We also spotted swallowtail gulls nesting, protectively hovering over their eggs (and we even saw a baby chick about to hatch!), and marine iguanas and land iguanas wandering ubiquitously around the islands (a couple of times we thought we may bear witness to a marine iguana fight, as they are very territorial creatures, but unfortunately for us their confrontation never progressed into a full-blown punch up, so to speak).

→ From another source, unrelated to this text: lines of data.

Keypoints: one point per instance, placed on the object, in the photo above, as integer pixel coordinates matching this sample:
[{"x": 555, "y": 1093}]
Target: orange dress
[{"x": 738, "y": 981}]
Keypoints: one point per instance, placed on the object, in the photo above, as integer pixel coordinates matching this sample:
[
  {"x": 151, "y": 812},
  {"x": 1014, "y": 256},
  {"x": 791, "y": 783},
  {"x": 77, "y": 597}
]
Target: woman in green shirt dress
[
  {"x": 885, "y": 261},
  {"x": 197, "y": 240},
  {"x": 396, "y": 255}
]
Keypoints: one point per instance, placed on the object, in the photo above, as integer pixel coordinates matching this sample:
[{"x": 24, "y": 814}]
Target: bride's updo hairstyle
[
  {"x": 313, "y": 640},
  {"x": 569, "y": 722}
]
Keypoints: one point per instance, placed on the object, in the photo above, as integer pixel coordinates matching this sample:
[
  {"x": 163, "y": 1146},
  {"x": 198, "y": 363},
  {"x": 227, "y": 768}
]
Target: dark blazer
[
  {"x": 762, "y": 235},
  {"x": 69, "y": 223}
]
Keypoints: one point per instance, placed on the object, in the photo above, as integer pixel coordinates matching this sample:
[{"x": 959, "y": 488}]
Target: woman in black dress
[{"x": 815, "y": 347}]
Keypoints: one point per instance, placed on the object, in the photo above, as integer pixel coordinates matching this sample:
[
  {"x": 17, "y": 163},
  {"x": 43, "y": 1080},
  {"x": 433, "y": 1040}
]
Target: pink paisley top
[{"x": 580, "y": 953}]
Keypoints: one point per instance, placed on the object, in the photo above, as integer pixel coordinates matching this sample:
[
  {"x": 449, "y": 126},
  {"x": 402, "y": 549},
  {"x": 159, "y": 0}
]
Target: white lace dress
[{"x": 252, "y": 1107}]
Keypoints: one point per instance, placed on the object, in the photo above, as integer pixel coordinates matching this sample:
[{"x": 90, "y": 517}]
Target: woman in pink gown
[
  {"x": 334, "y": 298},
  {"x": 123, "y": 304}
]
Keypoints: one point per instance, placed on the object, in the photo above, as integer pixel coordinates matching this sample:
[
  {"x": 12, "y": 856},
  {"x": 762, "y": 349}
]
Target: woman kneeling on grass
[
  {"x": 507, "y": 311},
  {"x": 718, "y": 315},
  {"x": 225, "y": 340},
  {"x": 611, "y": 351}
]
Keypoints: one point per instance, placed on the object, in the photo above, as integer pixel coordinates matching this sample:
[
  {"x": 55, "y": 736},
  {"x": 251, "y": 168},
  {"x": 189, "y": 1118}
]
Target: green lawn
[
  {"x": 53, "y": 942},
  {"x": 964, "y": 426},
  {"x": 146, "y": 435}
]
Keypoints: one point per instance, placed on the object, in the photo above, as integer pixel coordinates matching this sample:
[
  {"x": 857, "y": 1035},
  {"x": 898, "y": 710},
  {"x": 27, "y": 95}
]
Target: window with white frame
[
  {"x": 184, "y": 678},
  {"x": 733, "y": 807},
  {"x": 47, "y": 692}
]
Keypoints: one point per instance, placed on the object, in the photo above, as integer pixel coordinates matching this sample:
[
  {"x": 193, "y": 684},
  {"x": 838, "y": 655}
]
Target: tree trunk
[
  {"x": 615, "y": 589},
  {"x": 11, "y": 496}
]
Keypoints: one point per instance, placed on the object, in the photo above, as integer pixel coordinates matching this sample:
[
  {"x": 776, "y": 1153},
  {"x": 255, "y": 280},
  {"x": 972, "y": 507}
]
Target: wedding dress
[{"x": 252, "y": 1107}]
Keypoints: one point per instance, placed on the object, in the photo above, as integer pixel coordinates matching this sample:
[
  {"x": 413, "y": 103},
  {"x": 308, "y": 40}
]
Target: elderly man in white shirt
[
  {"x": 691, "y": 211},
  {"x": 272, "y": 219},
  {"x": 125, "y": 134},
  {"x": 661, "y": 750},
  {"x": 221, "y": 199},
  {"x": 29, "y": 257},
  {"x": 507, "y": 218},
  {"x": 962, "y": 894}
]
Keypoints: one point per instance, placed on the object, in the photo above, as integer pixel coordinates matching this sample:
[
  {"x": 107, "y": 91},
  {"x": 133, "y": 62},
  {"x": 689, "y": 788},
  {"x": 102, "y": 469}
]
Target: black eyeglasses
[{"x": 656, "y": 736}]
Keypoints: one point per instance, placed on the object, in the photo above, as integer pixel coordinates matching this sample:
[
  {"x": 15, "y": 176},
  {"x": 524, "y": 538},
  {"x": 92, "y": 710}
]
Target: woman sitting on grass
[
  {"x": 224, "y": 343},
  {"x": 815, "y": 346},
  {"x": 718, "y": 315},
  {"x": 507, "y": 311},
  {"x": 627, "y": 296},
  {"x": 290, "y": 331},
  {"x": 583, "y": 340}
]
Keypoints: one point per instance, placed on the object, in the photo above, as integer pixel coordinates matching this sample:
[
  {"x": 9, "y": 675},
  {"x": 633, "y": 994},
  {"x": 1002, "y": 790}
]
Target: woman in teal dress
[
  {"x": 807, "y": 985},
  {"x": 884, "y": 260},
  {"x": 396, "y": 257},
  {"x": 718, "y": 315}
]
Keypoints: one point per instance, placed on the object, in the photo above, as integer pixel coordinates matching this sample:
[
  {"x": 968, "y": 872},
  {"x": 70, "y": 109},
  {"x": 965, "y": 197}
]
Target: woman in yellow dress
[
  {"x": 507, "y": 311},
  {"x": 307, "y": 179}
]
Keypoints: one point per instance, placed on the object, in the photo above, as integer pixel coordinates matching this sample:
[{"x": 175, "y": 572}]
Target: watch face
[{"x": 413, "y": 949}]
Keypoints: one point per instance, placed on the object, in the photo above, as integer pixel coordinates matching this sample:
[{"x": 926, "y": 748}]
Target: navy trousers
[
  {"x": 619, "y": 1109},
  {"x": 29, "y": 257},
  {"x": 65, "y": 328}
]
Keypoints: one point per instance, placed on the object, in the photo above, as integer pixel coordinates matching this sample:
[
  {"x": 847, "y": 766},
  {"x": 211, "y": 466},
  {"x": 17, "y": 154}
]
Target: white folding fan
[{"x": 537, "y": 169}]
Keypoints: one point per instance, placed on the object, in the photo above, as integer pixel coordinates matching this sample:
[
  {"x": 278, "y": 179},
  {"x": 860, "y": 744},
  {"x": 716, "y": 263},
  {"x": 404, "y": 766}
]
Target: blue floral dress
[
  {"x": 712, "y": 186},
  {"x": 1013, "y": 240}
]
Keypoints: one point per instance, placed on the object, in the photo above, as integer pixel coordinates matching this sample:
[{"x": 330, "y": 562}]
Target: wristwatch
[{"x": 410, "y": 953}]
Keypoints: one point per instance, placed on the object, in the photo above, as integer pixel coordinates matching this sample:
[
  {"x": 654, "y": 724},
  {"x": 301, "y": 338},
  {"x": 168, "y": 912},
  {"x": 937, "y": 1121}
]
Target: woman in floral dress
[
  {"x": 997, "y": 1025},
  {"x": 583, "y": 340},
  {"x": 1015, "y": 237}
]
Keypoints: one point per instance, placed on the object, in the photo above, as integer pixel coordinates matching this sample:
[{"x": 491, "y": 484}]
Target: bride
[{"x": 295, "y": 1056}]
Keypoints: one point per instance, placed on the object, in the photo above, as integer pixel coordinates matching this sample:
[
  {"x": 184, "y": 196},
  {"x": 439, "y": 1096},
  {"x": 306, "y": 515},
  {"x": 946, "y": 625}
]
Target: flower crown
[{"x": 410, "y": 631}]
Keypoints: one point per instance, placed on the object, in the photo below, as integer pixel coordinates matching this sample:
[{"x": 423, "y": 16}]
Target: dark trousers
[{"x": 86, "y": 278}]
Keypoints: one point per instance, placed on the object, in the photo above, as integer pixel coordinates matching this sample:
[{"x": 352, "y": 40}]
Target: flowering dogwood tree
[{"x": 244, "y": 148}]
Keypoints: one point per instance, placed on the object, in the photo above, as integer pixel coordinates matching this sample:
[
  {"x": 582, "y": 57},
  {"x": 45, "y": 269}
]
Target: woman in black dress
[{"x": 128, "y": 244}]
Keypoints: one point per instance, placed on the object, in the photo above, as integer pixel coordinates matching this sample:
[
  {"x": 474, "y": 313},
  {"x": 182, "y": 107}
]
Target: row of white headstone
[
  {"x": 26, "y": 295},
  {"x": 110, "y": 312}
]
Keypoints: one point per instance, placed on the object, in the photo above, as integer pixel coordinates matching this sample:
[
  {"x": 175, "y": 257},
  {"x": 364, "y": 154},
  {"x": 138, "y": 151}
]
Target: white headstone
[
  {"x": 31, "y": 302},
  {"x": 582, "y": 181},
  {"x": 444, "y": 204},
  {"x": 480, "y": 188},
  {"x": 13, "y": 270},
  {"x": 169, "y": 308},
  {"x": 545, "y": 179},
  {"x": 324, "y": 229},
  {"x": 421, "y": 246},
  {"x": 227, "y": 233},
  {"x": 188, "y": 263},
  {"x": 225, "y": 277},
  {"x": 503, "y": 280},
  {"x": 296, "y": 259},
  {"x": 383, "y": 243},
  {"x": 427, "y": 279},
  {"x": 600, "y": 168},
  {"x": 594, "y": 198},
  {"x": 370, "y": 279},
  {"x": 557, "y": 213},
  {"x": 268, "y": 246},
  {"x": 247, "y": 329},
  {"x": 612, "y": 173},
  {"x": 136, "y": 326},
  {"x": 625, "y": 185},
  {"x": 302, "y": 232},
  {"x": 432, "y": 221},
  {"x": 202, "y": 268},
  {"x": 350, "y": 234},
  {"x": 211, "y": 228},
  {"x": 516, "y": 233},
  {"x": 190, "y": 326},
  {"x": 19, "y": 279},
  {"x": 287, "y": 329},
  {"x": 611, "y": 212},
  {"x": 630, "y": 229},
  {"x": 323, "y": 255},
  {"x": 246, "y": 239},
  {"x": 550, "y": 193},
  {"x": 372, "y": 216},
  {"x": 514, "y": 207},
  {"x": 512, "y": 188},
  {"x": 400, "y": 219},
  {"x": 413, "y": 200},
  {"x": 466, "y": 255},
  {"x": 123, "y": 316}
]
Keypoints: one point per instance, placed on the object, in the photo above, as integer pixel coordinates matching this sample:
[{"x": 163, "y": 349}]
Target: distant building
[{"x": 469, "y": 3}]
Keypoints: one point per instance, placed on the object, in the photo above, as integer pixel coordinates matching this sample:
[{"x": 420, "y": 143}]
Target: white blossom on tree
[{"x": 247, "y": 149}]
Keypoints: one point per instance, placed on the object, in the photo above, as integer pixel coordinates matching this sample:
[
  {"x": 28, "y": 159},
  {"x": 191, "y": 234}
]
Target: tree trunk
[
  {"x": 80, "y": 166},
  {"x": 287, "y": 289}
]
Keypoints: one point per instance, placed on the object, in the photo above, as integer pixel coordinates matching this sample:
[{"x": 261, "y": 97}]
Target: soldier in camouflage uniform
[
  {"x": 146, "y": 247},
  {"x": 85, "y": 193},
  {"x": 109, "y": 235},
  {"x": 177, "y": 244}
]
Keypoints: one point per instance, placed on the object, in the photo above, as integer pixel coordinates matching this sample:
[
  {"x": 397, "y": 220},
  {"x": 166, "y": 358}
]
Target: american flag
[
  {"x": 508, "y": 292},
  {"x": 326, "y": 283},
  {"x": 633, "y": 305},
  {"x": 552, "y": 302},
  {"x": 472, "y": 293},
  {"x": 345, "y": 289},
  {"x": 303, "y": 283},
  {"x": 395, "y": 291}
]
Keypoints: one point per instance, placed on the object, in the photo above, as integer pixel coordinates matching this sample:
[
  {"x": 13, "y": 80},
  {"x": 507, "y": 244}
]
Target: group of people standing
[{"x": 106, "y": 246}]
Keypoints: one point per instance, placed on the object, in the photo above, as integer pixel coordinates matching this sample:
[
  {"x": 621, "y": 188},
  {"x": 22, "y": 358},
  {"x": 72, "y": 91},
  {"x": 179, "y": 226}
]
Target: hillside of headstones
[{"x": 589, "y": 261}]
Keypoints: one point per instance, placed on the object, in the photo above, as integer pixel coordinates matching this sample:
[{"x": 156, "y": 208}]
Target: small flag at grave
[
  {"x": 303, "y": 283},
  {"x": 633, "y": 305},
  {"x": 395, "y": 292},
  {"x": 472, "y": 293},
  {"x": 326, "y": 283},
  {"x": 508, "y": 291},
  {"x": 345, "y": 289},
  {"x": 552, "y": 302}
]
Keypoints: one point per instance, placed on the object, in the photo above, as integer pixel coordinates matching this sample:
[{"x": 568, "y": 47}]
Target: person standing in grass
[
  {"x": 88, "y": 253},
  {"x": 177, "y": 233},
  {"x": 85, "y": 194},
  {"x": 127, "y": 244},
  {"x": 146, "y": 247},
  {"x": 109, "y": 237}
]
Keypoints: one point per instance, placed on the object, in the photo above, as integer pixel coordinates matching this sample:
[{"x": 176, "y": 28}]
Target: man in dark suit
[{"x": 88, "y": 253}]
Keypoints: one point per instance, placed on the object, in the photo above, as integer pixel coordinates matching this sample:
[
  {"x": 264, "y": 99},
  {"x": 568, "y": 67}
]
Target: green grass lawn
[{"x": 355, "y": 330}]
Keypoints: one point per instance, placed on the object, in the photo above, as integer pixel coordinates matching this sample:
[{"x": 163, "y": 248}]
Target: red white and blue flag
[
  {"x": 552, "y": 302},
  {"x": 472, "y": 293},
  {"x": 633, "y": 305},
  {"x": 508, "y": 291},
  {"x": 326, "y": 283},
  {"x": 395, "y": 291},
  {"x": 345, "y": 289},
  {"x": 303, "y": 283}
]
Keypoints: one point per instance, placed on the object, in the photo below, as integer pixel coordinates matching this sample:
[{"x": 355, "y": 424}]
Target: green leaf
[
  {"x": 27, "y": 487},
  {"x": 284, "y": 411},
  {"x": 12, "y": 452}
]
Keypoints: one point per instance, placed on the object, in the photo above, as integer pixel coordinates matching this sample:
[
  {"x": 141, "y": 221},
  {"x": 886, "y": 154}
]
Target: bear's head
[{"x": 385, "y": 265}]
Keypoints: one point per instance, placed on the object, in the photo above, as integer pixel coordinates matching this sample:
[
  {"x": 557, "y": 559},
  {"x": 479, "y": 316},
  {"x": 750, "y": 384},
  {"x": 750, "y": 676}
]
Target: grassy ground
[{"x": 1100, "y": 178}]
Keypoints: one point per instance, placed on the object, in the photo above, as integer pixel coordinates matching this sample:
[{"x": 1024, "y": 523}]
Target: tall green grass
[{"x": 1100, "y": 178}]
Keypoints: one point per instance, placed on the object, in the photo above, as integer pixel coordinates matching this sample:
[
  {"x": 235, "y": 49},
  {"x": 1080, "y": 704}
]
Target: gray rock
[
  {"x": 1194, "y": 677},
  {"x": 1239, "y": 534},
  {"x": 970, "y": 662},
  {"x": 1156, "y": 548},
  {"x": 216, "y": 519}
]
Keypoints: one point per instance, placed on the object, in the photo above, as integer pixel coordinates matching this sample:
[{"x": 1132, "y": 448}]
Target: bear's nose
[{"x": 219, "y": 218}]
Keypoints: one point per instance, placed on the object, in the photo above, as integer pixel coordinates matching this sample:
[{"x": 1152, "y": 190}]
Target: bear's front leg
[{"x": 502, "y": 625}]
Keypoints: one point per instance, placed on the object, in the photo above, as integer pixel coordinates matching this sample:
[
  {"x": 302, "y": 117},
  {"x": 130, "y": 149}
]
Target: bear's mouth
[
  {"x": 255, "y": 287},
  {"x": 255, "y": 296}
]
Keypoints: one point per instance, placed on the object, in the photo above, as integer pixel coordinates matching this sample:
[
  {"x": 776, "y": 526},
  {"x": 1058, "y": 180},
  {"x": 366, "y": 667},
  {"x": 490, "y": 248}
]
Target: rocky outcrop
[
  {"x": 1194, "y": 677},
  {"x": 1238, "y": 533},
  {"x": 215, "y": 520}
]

The best thing about this week was that each day on these beautiful islands brought new surprises – whilst we thought we were heading out to see one thing, we’d end up spotting several other amazing creatures in the process.
Coming up is a the Sea Lion series which we believe will melt your heart.
The whole experience overall was absolutely unforgettable, from the wildlife to our boat, the food to our new-found friends, we truly had a once in a lifetime experience and for us that what this trip was meant to be about. We can’t wait to see what the rest of South America has to offer, and to share it with you all (our next report will be coming from none other than Colombia!).
The Resignated Survivors
Highlight of the week: Being entertained by an entire school of dolphins as we cruised between islands after lunch one afternoon. The show was fantastically produced, extremely well executed and well worth another watch (if only one could get hold of some more tickets…). Other highlights included seeing two massive sea turtles “at it” in middle of the sea (no further comment), and witnessing baby sea lions lazing about on a sparkling white sand beach against the backdrop of a beautiful golden sunset. Dreamy.
Other notable things: During our couple of days in Quito, we visited the actual spot where the equator lies. There is a huge monument that supposedly marks this point, but in actual fact it’s just a tourist trap. The real line lies some hundred or so metres away at the Intiñan Solar Museum, where they do interesting experiments like balancing an egg on a nail, and testing which way water drains down a sink depending on which hemisphere you are in. It definitely brought out our inner science nerds!
Lessons Learnt: We definitely learnt a lot about wildlife this week! With Valentines Day coming up this week, we thought it was sweet to know that Swallow-Tailed Gulls mate for life. The male will choose a particularly nice stone and give it to his potential female mate to put in her nest. That seals the deal if she accepts. Not too dissimilar to us mere humans (although, diamonds).